With pinpoint precision and hit-it-wide-open bravado, Mulally developed a reputation as one of the best youngsters in the East. Mulally crashed the party hard in 2014 when took fifth at a World Cup race in Australia and then followed it with a legendary run at the World Cup Finals in Norway. Within seconds of busting out of the starting gate, his chain broke and flopped onto the the dusty track.
“I rode on instinct,” Mulally said of his miraculous performance. “I was able to do stuff. I never practiced.”
Mulally’s star began rising rapidly. He attracted sponsorships from Scott and Oskar Blues, earned $200,000, and bought a house in Pisgah Forest, North Carolina.
In both 2015 and 2016, injuries plagued Mullaly, and he struggled to recapture the magic of his breakout season.
“He was struggling,” said Logan Mulally. “It was a big mental game. He just didn’t know how he could get back on top.”
In the winter of 2016, discontented and restless, Mullaly approached his friend and fellow racer Sean Lider about building a downhill course. Mulally hoped that such a project would reinvigorate his career and rekindle his fire.
Furthermore, both riders wanted to see a downhill renaissance in the Southeast.

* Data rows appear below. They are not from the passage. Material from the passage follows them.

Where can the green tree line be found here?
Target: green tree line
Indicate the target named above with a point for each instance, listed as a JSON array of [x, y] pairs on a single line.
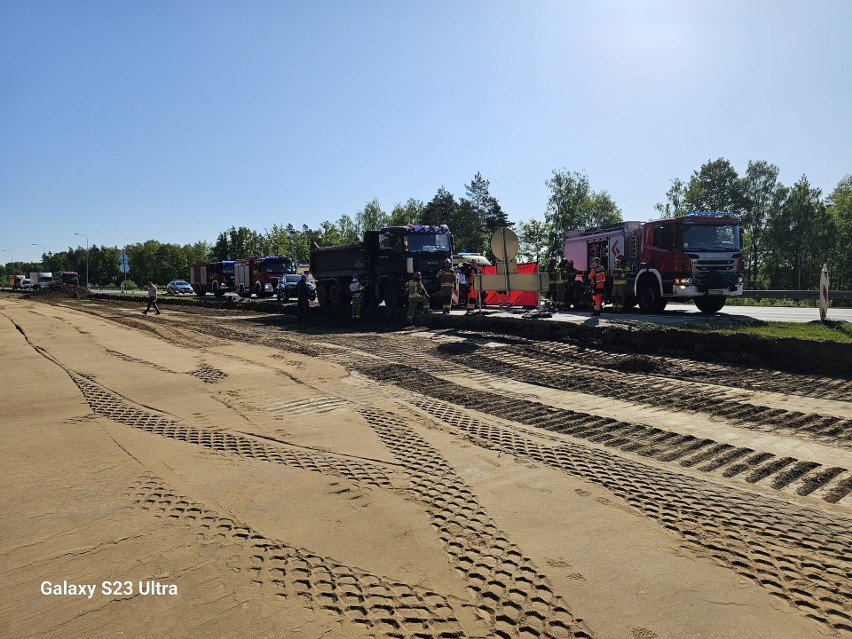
[[790, 231]]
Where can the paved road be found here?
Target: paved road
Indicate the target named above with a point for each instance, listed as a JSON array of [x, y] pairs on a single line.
[[688, 314], [674, 313]]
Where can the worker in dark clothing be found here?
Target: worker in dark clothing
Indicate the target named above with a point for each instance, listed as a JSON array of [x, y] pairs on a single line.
[[417, 295], [597, 280], [619, 283], [302, 297], [152, 299], [551, 286], [472, 293], [447, 277], [561, 293], [356, 289]]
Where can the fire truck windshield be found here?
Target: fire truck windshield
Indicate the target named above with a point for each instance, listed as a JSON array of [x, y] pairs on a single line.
[[709, 237], [278, 265], [428, 242]]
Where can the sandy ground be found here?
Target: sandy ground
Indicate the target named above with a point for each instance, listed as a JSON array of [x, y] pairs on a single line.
[[222, 488]]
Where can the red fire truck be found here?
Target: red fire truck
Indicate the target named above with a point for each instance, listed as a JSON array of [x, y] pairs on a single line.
[[260, 275], [697, 256], [212, 277]]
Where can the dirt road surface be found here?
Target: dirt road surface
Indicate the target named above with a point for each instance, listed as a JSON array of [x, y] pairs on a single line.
[[229, 474]]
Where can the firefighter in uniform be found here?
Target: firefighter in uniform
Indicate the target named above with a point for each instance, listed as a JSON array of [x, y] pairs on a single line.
[[551, 278], [559, 287], [417, 294], [472, 294], [356, 290], [569, 274], [619, 283], [597, 280], [447, 276]]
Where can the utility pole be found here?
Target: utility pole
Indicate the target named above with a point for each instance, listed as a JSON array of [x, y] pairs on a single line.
[[87, 256], [43, 252]]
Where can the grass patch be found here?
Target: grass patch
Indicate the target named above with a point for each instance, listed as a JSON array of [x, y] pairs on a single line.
[[829, 331]]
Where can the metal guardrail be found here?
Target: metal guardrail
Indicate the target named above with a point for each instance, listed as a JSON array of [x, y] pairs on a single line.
[[796, 295]]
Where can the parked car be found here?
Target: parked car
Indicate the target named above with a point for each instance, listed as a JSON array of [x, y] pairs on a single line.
[[287, 287], [179, 287]]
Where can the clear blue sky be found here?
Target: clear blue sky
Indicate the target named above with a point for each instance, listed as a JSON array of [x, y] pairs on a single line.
[[177, 119]]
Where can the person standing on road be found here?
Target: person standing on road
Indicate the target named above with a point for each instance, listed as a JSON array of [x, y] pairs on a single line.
[[597, 280], [569, 275], [551, 279], [472, 293], [417, 294], [619, 283], [152, 299], [356, 289], [447, 276], [302, 297]]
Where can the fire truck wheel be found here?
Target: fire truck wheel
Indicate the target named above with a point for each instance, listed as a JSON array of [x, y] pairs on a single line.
[[650, 298], [710, 304], [322, 294]]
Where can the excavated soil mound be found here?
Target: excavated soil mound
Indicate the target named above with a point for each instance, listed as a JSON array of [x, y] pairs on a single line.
[[638, 364]]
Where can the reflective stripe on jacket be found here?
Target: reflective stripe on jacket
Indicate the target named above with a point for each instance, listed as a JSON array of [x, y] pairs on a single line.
[[414, 289], [597, 277]]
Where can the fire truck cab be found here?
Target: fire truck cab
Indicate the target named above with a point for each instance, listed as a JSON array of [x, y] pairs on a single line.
[[696, 257]]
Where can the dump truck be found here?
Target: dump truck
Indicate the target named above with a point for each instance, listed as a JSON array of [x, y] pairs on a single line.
[[385, 260]]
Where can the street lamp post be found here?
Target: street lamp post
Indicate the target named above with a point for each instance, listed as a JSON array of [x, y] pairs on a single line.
[[13, 258], [43, 252], [87, 256]]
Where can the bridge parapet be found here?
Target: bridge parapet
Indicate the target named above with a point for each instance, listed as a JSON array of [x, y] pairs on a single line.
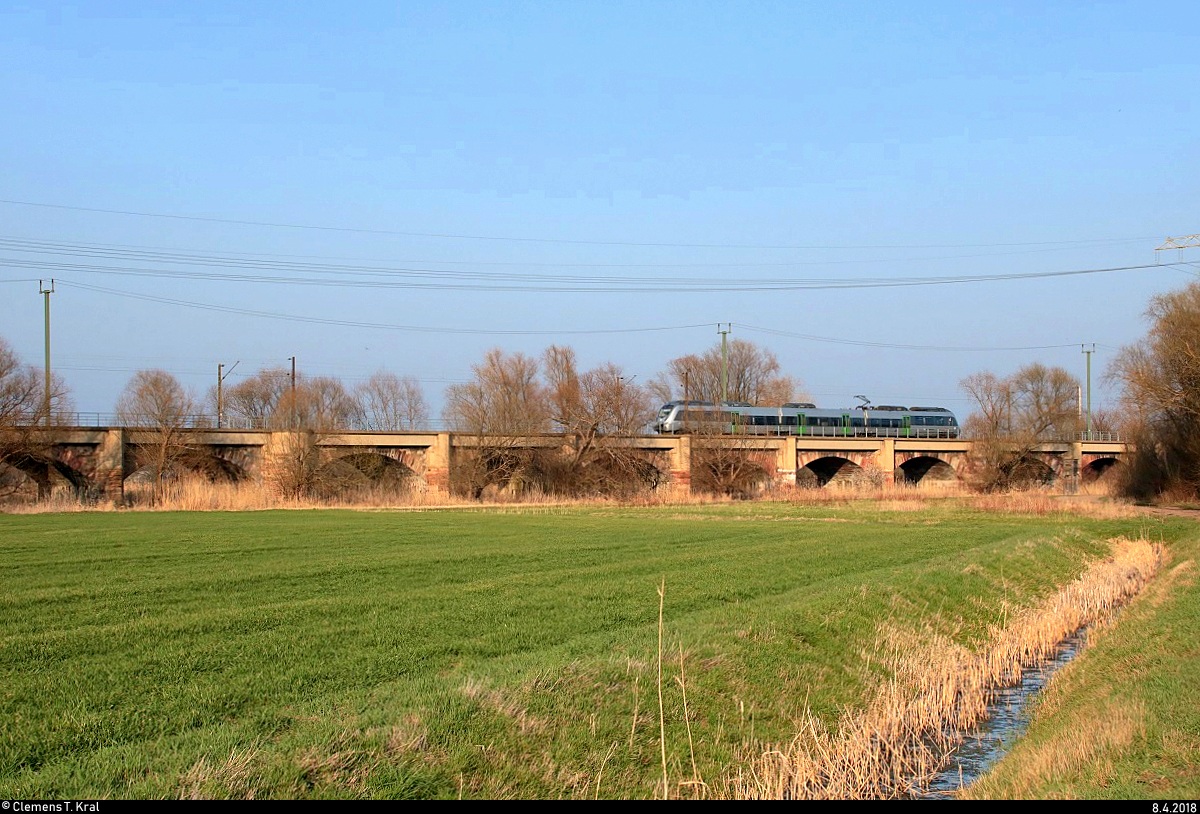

In a region where mountain biking had exploded in recent years, downhill riding has been conspicuously underplayed.
“The first year was just Neko and myself busting ass,” said Leader.
The duo sculpted trail inspired by the downhill courses they had competed on around the world. “Windrock is unique because we have the freedom to develop this place however we want,” says Lider.
The gnarly, steep terrain immediately attracted a following of dedicated competitors, World Cup stars like Walker Shaw, Dakota Norton, and Max Morgan.
“It gives me a place to train that is similar to the conditions we ride in Europe,” says Norton. “From the rider’s perspective it is everything we could ask for. I’ve built my entire career at that bike park and on that mountain.”
Rivalries and friendships abound as the Windrock has become a hamlet of downhill athletes. In the off-season, a slew of trailers arrive at Leader’s, where a nonstop routine of pumptrack riding, motocross, and downhilling begins.
“Three of the top 30 in the world practice at my place,” said Mulally. “They train on my mountain. I am happy about that.”
Logan Mulally says his big brother warmly embraces the extra competition that comes with the scene he’s cultivating.
“It’s brought all the riders up a level,” Logan said. “He’s bringing his friends with him. He’d rather see one of those guys win than some European.”
Aside from a training ground, Windrock is open to the public and also home to a Southeast Downhill Series and the Windrock Enduro. When Neko isn’t training he’ll jump into one of their old trucks and run shuttles. Embracing the bike park’s everyday chores and sharing in the stoke is a big part of Neko’s new-found zen, says Lider.
“He comes up here on his day off all the time. He likes just seeing the scene. He’s here because he loves it.”
Mulally and Leader say a growing number of novices and young riders now frequent the mountain, especially as they develop more trails. In Windrock downhill has taken hold.
“The younger kids who come are pretty good riders,” says Neko. “It’s cool to see they are products of our scene.”
As the starting gate buzzes, clicks, and parts open, Mulally smoothly glides out. He picks and flows his way down the chundery track, riding a razor’s edge of calculation and euphoric abandon.
“It was the Neko we’d seen in 2014: calm, relaxed, having a good time with his friends,” says Logan Mulally of that national championship run.
Mulally crosses the line with a time of 3:11:121, winning by only a half-second. Climbing the podium, the national champion is all smiles.
“He’s back with that desire,” said Norton. “This whole process of building this bike park has given him a sense of clarity about what he wants.”
“I am proud of all the guys that ride at our spot,” says Mulally. “We all ride together all the time. Sometimes I win. Sometimes they win. We do that all winter long.”